If the host is not available, this will fail. Note again, that "fixing" nodes will still not allow you to violate any of the fundamental mapping constraints.

There is one final technique that will allow you to circumvent assign and the bandwidth constraints above. The NS-extension tb-set-noshaping can be used to turn off link shaping for a specific link or LAN, e.g.:

	tb-set-noshaping $lan 1
	
added to the NS snippet above would allow you to specify "1Mb" for the LAN bandwidth and map 20 virtual nodes to the same physical host, but then not be bound by the bandwidth constraint later.
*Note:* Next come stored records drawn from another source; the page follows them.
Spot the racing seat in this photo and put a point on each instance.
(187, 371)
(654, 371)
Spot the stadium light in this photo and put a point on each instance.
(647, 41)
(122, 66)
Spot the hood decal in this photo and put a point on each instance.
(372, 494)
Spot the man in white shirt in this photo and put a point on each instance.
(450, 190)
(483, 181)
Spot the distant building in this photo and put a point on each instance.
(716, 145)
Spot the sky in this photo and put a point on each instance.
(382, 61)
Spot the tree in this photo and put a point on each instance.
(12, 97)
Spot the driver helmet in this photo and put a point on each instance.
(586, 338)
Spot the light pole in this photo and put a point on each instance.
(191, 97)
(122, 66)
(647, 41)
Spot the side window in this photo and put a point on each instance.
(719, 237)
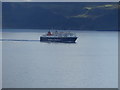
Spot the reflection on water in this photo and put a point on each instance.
(91, 62)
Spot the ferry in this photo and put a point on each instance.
(65, 37)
In this way assign would map your topology, but no enforcement would be done at runtime. Specifically, this tells Emulab not to set up ipfw rules and dummynet pipes on the specified interfaces. One semi-legitimate use of this command, is in the case where you know that your applications will not exceed a certain bandwidth, and you don't want to incur the ipfw/dummynet overhead associated with explicitly enforcing the limits. Note, that as implied by the name, this turns off all shaping of a link, not just the bandwidth constraint. So if you need delays or packet loss, don't use this.

How do I know what the right colocate factor is?
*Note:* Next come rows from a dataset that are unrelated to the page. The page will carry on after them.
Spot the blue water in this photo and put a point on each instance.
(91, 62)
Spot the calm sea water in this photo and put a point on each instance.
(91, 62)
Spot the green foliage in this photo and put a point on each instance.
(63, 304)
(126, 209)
The hardest issue when using virtual nodes is determining how many virtual nodes you can colocate on a physical node, without affecting the fidelity of the experiment. Ultimately, the experimenter must make this decision, based on the nature of the applications run and what exactly is being measured. We provide some simple limits (e.g., network bandwidth caps) and coarse-grained aggregate limits (e.g., the default colocation factor) but these are hardly adequate.

One thing to try is to allocate a modest sized version of your experiment, say 40-50 nodes, using just physical nodes and compare that to the same experiment with 40-50 virtual nodes with various packing factors.

We are currently working on techniques that will allow you to specify some performance constraints in some fashion, and have the experiment run and self-adjust til it reaches a packing factor that doesn't violate those constraints.

Mixing virtual and physical nodes.

It is possible to mix virtual nodes and physical nodes in the same experiment. For example, we could setup a LAN, similar to the above example, such that half the nodes were virtual (pcvm) and half physical (pc):
        set lanstr ""
	for {set j 1} {$j <= 8} {incr j} {
	        set n($j) [$ns node]
		append lanstr "$n($j) "
		if {$j & 1} {
		        tb-set-hardware $n($j) pcvm
		} else {
		        tb-set-hardware $n($j) pc
                        tb-set-node-os $n($j) FBSD-STD
		}
	}
	set lan [$ns make-lan "$lanstr" 10Mb 0ms]
	
The current limitation is that the physical nodes must run FreeBSD because of the use of the custom encapsulation on virtual ethernet devices. Note that this also implies that the physical nodes use virtual ethernet devices and thus the MTU is likewise reduced.

We have also implemented, a non-encapsulating version of the virtual ethernet interface that allows virtual nodes to talk directly to physical ethernet interfaces and thus remove the reduced-MTU restriction. To use the non-encapsulating version, put:

	tb-set-encapsulate 0
	
in your NS file.

Limitations

Following are the primary limitations of the Emulab virtual node implementation.

Known Bugs

There is currently a problem with the "loopback" (nullfs) filesystem mechanism we use to export filesystems to virtual nodes. It is prone to deadlock under load. To be safe, you should do all your logging and heavy file activity inside the "file" disk (e.g., in /var).

Technical Details

There is an online document covering some of the details of the FreeBSD implementation of virtual nodes. There is a more detailed document in the Emulab source code in the file doc/vnode-impl.txt.